Pathfinder will not be using its high-gain antenna, the lollipop-shaped fixture that can actually point at Earth, because we won't yet know where Earth will be. We'll use the other antenna that looks like a piece of aluminum pipe sticking up next to the camera. We will use this antenna, which will squirt radio signals out in all directions, in hopes that Earth will catch a few of those video photons and we'll see data at about 40 bits per second. With that data rate being so slow, if you wanted to load a picture using Netscape or Microsoft Explorer, you'd have a long wait before you got a picture back! So we decided we're not sending any pictures back, we're not using the camera at all then. We'll just look at the actual health of the spacecraft: Did it make it? Is the rover still alive? Is the lander still alive? Did anything break? How hard was that bounce anyway? At 3:30 p.m. there will be a little press conference where I will give a quick verbal description of what we saw.

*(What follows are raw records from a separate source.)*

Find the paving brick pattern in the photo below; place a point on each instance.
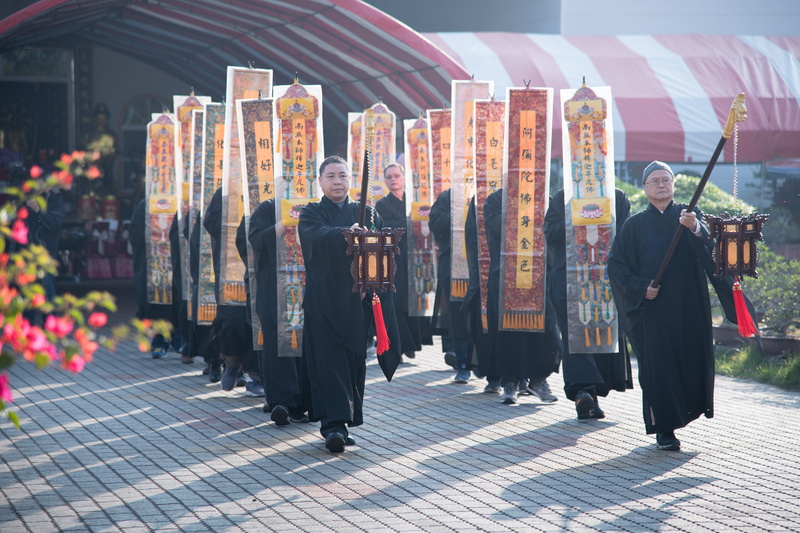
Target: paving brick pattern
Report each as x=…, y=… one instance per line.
x=135, y=444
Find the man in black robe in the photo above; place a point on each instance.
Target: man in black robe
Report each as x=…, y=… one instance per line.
x=586, y=375
x=517, y=355
x=392, y=209
x=280, y=375
x=669, y=326
x=336, y=320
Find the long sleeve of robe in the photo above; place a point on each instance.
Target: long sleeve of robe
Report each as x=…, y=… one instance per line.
x=671, y=334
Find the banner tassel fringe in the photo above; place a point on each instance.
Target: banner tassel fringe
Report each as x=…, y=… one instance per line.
x=380, y=325
x=745, y=322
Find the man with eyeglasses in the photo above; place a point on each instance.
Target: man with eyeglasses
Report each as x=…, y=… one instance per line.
x=669, y=326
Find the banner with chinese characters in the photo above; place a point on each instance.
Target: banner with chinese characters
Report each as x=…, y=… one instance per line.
x=258, y=179
x=162, y=202
x=211, y=180
x=384, y=151
x=439, y=149
x=184, y=106
x=419, y=198
x=243, y=83
x=590, y=218
x=195, y=188
x=298, y=152
x=526, y=188
x=489, y=126
x=462, y=177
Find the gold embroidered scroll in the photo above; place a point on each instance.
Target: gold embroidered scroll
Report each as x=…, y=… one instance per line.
x=299, y=151
x=439, y=148
x=590, y=220
x=243, y=83
x=419, y=198
x=462, y=180
x=526, y=186
x=255, y=118
x=161, y=201
x=184, y=106
x=489, y=145
x=212, y=162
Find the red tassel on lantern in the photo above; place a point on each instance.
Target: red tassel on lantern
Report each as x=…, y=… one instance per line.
x=745, y=322
x=380, y=325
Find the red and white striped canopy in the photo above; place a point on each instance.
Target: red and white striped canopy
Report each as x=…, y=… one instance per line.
x=671, y=94
x=356, y=52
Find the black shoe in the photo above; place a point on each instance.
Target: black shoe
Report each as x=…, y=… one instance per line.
x=215, y=373
x=583, y=405
x=335, y=442
x=596, y=412
x=667, y=441
x=280, y=415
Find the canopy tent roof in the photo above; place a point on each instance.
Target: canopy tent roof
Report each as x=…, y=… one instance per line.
x=671, y=94
x=356, y=52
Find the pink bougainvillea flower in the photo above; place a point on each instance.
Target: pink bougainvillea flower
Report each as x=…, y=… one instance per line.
x=59, y=325
x=97, y=320
x=75, y=363
x=37, y=300
x=5, y=390
x=92, y=172
x=19, y=232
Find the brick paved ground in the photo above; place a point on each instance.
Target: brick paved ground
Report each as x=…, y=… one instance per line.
x=135, y=444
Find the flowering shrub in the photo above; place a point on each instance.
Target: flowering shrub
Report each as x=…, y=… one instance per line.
x=70, y=334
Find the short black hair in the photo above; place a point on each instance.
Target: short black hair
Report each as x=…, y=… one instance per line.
x=333, y=159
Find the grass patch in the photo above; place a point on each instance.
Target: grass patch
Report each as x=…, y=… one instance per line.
x=749, y=363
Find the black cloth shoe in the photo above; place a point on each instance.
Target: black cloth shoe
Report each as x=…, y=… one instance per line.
x=215, y=373
x=583, y=405
x=280, y=415
x=335, y=442
x=667, y=441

Then I'm going to leave it to some other folks to deal with the daytime operations. I will have been up for about 14 hours at that point and I'm going to be really tired. I'm not a very good person to ask to make big important decisions. So I'm going to leave it to our flight director, Jennifer Harris, who is going to be responsible for all the operations on the first day on Mars. I'll get a good night's sleep, finally, when it's all over. I'll watch the second day and on the third and fourth days I'll be the flight director for the surface operations. We take turns.
It's amazing to me that we can even get to this point. There is a lot of responsibility to deal with here. All of us who've been involved in this for so long keep looking at each other and saying, "Did we forget anything?" I haven't had any nightmares recently. But in one that I did have, I launched my dog Scooter up in the spacecraft and it landed on Mars. I realized, too late, how was I going to get him home? I was really upset with myself for letting him go! I haven't had any nightmares since then! At this point it's kind of a relief because there's so little we can do. Any mistakes that were caused by us were made sometime ago and it's not likely that we'll be able to uncover them. Quite frankly, if it doesn't work it's mostly likely because we messed up, forgot something, or didn't visualize something right, or we just didn't know how the thing really worked when we thought we did.
The only thing I can do to convince other people that we did our job right, that I did my job right, is by going through and showing them exactly what we did and why. I've done that a twice now with some top people in the space industry--people who helped invent the Apollo program, people who helped lead the Viking lander design.
This is a nerve-wracking experience and I don't mean to say we're perfect. It is really tough to go to another planet. I've worked on the Galileo, Magellan and Cassini missions and I know how tough it is to build these big spacecraft to go other planets in orbit. But building a lander is a whole other animal because you're subject to so much more of the vagaries of the nature of Mars and nature everywhere.